QUICK READ: Derek Chauvin trial essential info and FAQs
Jury selection process
To decide the jury, prosecutors and Chauvin’s defense attorneys will question each potential juror one at a time, separately from the others.
Each potential juror has already filled out a questionnaire asking about their knowledge of the case, police connections and attitudes towards the justice system as well as their media habits, which will be provided to the attorneys and the judge before jury selection.
Jury to remain anonymous
Potential jurors and jurors will only be referred to by a random, previously assigned number because Judge Cahill has ordered their identities to remain a secret for the duration of the trial. At the conclusion of the trial, Judge Cahill will decide when the jurors’ identities can be made public.
The jury will be partially sequestered during the trial and fully sequestered while they are deliberating, which means they cannot go home until they reach a verdict or the judge determines they are hung. However, the judge can order full sequestration of the jury at any time if the partial sequestration proves ineffective in keeping the jurors free from outside influence.
Opening statements in the trial are scheduled to begin on March 29. A verdict in the Chauvin trial is not expected until mid to late April.
Who is in the courtroom?
- Trial Judge Peter Cahill
- 1 judge's clerk
- 1 court reporter
- Derek Chauvin, the defendant
- The jury. The empaneled jury will consist of 12 jurors and 2 alternates.
- Up to 4 lawyers or staff for the prosecution, led by Assistant Attorney General Matthew Frank.
- Defense attorney Eric Nelson and up to 2 staff from his law firm
- 1 witness at a time in the courtroom
- 1 George Floyd family member
- 1 Derek Chauvin family member
- 2 members of pooled media - 1 print and 1 broadcast or digital media
- 1 broadcast technician
Courtroom 1856 was renovated specifically for the Derek Chauvin trial to maximize capacity and maintain COVID-19 social distancing standards. The courtroom is located on the 18th floor of the Hennepin County Government Center.
Judge Cahill has ordered certain behavior in the courtroom:
Jurors, attorneys, witnesses and support staff must wear masks and keep six feet from other people.
Masks can be removed when giving testimony, examining witnesses, giving opening statements or closing arguments. Attorneys must conduct all witness examinations and arguments from the lectern.
Any sidebar conferences will be conducted over wireless headsets. Chauvin will be outfitted with a headset to listen to these conferences, which will be off-the-record.

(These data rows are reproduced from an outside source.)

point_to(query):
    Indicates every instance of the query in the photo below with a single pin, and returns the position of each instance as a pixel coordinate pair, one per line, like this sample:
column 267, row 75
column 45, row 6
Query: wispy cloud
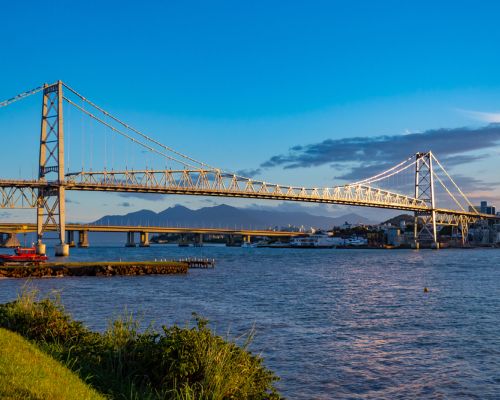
column 490, row 117
column 366, row 153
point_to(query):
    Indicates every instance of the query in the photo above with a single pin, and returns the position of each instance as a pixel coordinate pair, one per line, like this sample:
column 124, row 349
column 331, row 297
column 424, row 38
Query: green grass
column 28, row 373
column 127, row 362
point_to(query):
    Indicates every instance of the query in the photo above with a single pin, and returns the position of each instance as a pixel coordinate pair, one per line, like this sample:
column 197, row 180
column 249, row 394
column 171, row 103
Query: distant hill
column 228, row 217
column 396, row 221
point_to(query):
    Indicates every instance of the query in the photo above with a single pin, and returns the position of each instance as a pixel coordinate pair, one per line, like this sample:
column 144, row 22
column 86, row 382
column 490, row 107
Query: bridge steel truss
column 47, row 193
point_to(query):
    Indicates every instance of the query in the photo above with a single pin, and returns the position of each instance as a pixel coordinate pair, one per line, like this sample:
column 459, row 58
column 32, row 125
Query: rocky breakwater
column 93, row 269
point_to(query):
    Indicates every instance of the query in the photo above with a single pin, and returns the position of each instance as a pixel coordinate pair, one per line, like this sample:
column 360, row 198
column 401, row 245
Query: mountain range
column 229, row 217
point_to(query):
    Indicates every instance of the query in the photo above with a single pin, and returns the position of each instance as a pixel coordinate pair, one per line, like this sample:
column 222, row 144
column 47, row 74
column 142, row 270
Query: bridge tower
column 425, row 229
column 51, row 199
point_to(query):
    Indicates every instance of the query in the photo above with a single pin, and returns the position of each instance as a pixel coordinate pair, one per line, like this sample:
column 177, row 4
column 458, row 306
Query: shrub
column 127, row 363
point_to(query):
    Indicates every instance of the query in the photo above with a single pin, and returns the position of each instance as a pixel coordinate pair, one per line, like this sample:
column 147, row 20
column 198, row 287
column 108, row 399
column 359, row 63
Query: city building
column 484, row 208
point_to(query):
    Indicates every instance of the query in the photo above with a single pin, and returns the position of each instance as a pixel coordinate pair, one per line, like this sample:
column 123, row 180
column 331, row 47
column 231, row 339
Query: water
column 351, row 324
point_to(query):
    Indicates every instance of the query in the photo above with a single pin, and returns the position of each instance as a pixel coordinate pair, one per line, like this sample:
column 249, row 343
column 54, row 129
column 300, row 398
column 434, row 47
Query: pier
column 104, row 268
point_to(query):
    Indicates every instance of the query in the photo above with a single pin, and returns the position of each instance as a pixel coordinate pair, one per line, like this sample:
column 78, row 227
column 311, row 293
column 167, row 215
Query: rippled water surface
column 331, row 323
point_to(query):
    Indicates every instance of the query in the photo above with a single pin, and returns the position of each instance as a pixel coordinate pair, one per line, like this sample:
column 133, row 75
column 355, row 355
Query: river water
column 353, row 324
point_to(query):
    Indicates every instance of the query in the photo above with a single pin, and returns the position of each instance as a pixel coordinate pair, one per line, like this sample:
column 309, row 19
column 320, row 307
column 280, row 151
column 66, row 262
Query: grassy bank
column 99, row 268
column 127, row 362
column 28, row 373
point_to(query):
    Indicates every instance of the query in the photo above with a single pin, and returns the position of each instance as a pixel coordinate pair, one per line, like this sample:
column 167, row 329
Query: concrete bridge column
column 70, row 238
column 198, row 241
column 83, row 239
column 183, row 242
column 144, row 239
column 130, row 239
column 11, row 240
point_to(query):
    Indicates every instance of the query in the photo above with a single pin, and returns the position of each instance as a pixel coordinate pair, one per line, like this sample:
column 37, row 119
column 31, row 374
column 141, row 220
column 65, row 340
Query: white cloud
column 482, row 116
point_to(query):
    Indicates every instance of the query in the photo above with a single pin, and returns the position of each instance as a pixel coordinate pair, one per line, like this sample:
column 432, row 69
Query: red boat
column 23, row 255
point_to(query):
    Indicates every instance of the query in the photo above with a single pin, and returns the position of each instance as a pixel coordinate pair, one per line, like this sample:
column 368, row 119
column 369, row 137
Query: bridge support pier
column 83, row 239
column 130, row 239
column 62, row 250
column 9, row 240
column 41, row 249
column 70, row 238
column 198, row 240
column 144, row 239
column 425, row 228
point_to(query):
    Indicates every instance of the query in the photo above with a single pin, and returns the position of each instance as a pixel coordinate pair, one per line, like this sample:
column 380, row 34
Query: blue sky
column 237, row 84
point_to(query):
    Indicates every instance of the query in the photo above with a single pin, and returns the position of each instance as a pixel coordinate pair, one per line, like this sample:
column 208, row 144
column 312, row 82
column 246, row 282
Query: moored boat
column 23, row 255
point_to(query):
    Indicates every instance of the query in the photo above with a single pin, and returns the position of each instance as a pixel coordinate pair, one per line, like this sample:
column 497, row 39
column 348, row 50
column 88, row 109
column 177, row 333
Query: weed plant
column 126, row 362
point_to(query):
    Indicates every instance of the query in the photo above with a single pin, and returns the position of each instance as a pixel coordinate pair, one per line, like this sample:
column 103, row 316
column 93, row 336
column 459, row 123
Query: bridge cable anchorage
column 21, row 96
column 138, row 132
column 456, row 186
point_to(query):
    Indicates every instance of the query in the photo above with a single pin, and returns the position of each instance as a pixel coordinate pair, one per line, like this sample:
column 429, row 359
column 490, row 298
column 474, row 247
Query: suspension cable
column 21, row 96
column 456, row 186
column 392, row 174
column 369, row 180
column 128, row 136
column 447, row 191
column 136, row 131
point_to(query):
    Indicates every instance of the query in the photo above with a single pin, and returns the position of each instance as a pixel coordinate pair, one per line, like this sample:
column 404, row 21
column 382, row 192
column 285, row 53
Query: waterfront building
column 483, row 208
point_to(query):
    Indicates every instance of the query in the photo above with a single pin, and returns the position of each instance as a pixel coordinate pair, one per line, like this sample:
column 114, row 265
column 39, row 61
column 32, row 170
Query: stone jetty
column 102, row 268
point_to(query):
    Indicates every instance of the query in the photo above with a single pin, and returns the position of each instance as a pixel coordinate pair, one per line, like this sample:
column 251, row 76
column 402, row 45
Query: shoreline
column 96, row 268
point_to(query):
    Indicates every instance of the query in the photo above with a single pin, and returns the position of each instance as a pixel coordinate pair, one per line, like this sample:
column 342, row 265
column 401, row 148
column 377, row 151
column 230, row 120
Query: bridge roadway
column 25, row 228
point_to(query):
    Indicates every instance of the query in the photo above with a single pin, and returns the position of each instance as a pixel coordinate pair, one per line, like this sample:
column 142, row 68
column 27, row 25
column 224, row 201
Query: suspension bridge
column 47, row 192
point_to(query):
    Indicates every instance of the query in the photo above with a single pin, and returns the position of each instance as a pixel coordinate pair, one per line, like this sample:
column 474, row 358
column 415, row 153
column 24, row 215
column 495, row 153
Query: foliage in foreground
column 28, row 373
column 125, row 363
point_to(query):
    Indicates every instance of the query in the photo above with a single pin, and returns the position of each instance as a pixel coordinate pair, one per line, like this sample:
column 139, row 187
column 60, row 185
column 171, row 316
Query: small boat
column 23, row 255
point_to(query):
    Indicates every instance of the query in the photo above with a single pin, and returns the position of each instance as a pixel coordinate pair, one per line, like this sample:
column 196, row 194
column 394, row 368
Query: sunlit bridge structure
column 184, row 175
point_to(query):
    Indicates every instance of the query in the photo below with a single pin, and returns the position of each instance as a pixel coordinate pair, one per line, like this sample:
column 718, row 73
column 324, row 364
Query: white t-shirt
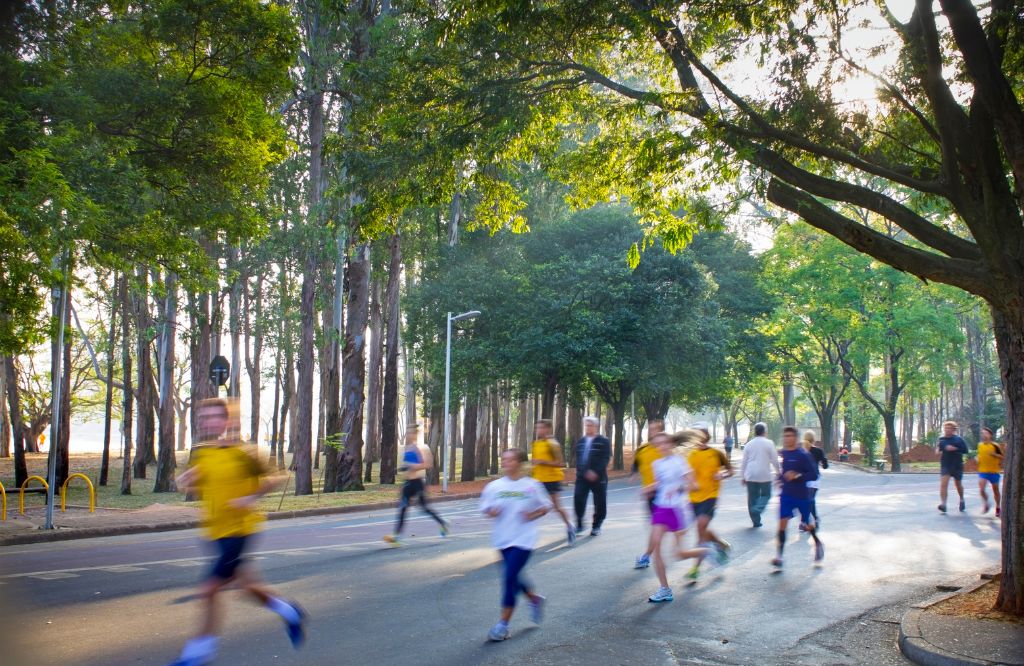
column 670, row 473
column 513, row 499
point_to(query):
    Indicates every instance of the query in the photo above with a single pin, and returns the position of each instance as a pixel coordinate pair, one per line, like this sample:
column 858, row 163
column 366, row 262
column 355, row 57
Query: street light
column 448, row 389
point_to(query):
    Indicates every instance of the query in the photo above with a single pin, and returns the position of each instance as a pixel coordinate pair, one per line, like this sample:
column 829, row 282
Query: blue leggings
column 515, row 559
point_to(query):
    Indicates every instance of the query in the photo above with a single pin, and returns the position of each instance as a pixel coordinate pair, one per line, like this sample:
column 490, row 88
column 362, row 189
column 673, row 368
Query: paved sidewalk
column 930, row 638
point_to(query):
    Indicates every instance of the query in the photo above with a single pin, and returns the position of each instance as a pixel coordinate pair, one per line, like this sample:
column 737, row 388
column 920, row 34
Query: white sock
column 284, row 609
column 200, row 647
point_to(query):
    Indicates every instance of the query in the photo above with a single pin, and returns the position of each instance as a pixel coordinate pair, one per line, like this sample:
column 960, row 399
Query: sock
column 200, row 647
column 284, row 609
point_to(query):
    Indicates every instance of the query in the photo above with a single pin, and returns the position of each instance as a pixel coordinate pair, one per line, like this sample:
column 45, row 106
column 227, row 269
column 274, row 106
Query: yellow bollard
column 20, row 499
column 92, row 493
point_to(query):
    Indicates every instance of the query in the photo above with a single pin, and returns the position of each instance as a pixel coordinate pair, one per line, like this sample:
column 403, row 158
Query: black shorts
column 706, row 507
column 229, row 551
column 956, row 471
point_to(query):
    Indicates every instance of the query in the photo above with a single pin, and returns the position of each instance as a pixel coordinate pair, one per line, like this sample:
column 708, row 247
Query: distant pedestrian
column 798, row 468
column 672, row 512
column 593, row 454
column 549, row 468
column 515, row 501
column 416, row 460
column 989, row 466
column 811, row 445
column 952, row 448
column 643, row 464
column 229, row 480
column 759, row 469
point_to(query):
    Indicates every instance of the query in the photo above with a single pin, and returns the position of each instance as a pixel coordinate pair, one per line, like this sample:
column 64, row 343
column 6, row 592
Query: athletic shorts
column 673, row 517
column 787, row 505
column 229, row 551
column 553, row 487
column 706, row 507
column 956, row 471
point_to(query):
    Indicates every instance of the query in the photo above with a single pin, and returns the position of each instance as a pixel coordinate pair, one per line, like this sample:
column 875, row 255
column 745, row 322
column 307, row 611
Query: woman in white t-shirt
column 515, row 501
column 672, row 512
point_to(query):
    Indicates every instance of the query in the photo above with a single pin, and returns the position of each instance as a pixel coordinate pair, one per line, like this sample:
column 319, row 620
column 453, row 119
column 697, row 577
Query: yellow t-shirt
column 987, row 462
column 706, row 464
column 224, row 473
column 544, row 450
column 643, row 461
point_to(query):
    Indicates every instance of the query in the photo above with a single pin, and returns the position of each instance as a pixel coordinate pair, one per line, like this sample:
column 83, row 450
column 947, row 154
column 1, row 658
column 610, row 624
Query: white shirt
column 760, row 458
column 514, row 499
column 670, row 475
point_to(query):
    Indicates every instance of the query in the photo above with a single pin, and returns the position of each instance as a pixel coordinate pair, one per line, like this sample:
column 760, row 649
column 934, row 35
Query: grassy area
column 142, row 495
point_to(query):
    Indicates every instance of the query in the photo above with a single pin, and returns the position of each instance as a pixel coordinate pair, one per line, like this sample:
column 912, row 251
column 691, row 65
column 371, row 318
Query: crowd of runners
column 680, row 479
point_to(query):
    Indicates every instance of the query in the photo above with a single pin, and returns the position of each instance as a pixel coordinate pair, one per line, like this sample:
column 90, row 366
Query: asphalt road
column 128, row 599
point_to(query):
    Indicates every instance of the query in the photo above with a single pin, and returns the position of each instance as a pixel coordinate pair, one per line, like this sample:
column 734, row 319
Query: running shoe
column 663, row 594
column 537, row 609
column 296, row 630
column 499, row 632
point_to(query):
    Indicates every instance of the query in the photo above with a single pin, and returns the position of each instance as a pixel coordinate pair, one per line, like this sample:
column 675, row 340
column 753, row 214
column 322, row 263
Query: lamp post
column 448, row 389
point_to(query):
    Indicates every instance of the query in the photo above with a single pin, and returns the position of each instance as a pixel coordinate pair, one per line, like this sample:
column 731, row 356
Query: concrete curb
column 69, row 534
column 912, row 642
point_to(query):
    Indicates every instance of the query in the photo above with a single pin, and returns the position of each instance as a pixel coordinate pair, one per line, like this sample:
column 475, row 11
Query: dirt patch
column 979, row 605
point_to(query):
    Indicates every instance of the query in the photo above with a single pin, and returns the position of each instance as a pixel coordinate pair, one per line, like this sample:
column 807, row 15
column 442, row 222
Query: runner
column 643, row 461
column 989, row 466
column 672, row 512
column 549, row 468
column 230, row 481
column 415, row 462
column 515, row 501
column 810, row 444
column 952, row 448
column 710, row 467
column 798, row 468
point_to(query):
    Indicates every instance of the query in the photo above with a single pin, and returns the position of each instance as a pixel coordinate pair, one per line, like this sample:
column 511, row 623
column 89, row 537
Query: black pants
column 410, row 491
column 600, row 490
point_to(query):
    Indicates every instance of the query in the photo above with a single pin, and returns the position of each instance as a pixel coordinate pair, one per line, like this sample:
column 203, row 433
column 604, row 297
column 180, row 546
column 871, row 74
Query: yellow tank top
column 542, row 450
column 987, row 462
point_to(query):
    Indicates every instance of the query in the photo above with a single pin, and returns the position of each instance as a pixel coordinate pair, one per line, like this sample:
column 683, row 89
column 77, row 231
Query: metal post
column 448, row 419
column 51, row 462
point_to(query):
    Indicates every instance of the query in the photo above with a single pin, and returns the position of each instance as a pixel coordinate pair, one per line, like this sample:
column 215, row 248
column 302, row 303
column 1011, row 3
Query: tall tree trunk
column 392, row 325
column 353, row 371
column 166, row 462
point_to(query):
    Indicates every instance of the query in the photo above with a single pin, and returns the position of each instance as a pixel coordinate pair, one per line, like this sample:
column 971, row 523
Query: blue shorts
column 786, row 505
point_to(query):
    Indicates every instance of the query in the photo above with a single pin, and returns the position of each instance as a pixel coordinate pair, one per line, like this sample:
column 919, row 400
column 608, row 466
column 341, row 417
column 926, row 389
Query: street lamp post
column 448, row 388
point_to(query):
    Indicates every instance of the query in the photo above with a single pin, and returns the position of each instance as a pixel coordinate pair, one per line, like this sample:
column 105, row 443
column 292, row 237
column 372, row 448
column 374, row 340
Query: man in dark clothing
column 953, row 448
column 593, row 453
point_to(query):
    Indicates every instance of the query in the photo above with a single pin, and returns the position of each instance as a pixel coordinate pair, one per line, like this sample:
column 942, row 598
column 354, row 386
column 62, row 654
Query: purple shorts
column 673, row 517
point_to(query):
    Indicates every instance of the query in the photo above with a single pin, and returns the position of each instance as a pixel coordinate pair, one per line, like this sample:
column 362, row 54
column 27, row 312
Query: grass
column 142, row 495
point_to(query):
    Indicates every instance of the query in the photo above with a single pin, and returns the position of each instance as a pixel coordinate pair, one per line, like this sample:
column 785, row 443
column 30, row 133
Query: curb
column 70, row 534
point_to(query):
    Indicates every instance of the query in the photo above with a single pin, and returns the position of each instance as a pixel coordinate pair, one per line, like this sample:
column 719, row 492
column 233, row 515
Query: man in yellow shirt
column 710, row 467
column 643, row 464
column 989, row 466
column 549, row 468
column 229, row 481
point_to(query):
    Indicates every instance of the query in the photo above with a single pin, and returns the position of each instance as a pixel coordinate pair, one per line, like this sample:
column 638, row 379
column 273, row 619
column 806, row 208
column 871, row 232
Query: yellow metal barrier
column 92, row 493
column 20, row 499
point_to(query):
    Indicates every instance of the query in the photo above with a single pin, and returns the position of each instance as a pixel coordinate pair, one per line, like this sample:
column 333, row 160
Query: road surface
column 128, row 599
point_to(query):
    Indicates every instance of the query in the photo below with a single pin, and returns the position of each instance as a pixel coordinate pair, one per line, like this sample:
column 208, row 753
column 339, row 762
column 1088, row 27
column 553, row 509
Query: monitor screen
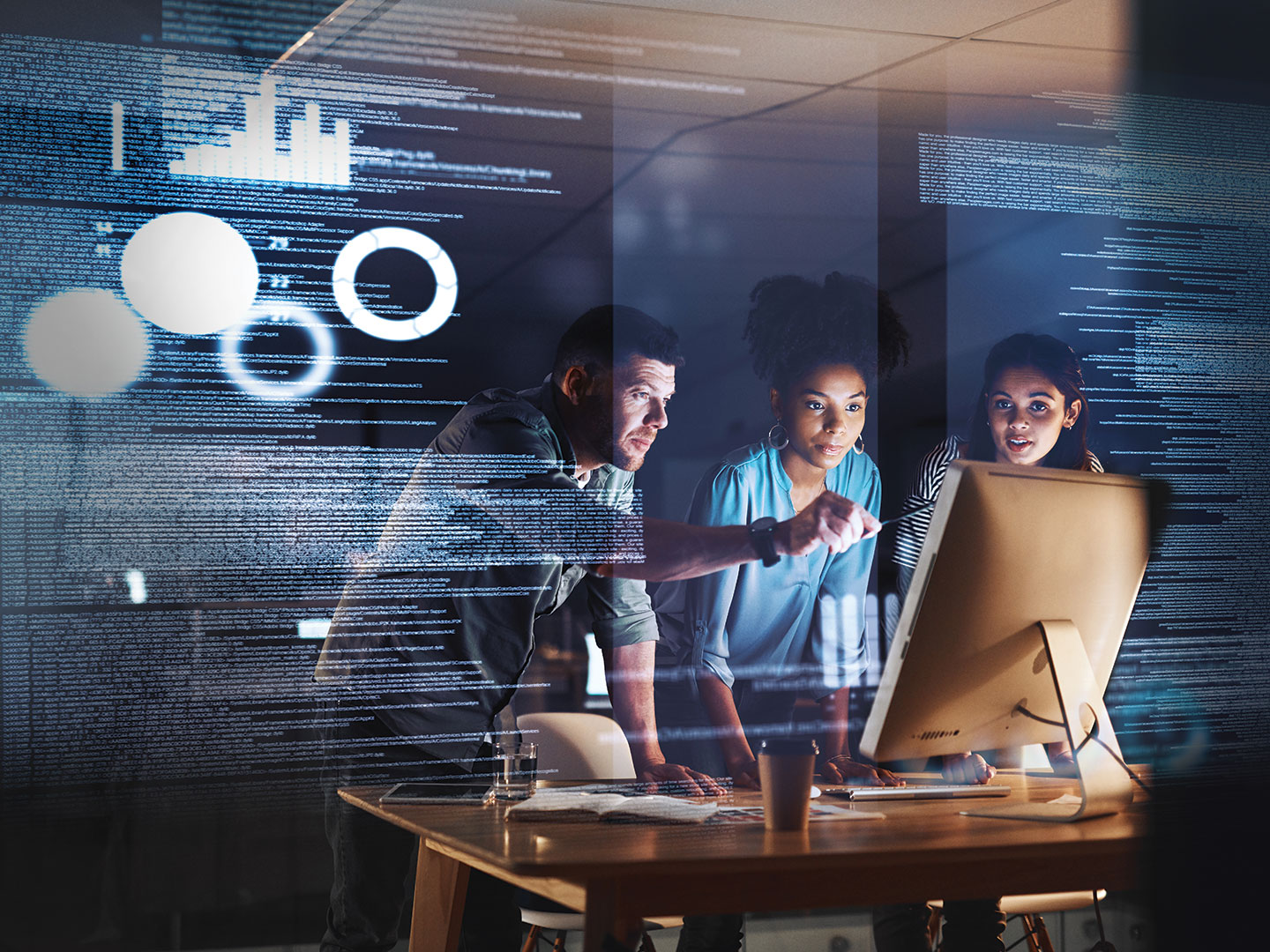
column 1009, row 547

Jurors and potential jurors will be escorted to courtroom each day by deputies or security. No one can have contact with jurors except the judge, court personnel and deputies. Any attorney contact is limited to the jury selection process when court is in session.
Potential jurors will only be referred to by a randomized number.
Death of George Floyd
George Floyd, 46, died on May 25, 2020 while being detained by Minneapolis police officers Derek Chauvin, Tou Thao, J. Alexander Kueng and Thomas Lane at the intersection of 38th Street and Chicago Avenue. The intersection has remained closed to traffic since Floyd's death and has been dubbed George Floyd Square.
MINNEAPOLIS, MN - AUGUST 17: People participate in a demonstration on August 17, 2020 in Minneapolis, Minnesota. Community members came together for a rally to protest the city's potential forceful reopening 38th Street and Chicago Ave, an unofficial
Minneapolis Police Chief Medaria Arradondo announced the firing of all four officers the following day. Chauvin was arrested and charged with Floyd’s death on May 29 and the three others were arrested and charged with aiding and abetting on June 3.
The Hennepin County Medical Examiner's report ruled the death of George Floyd a homicide. The updated report stated that George Floyd experienced a cardiopulmonary arrest while being restrained by law enforcement.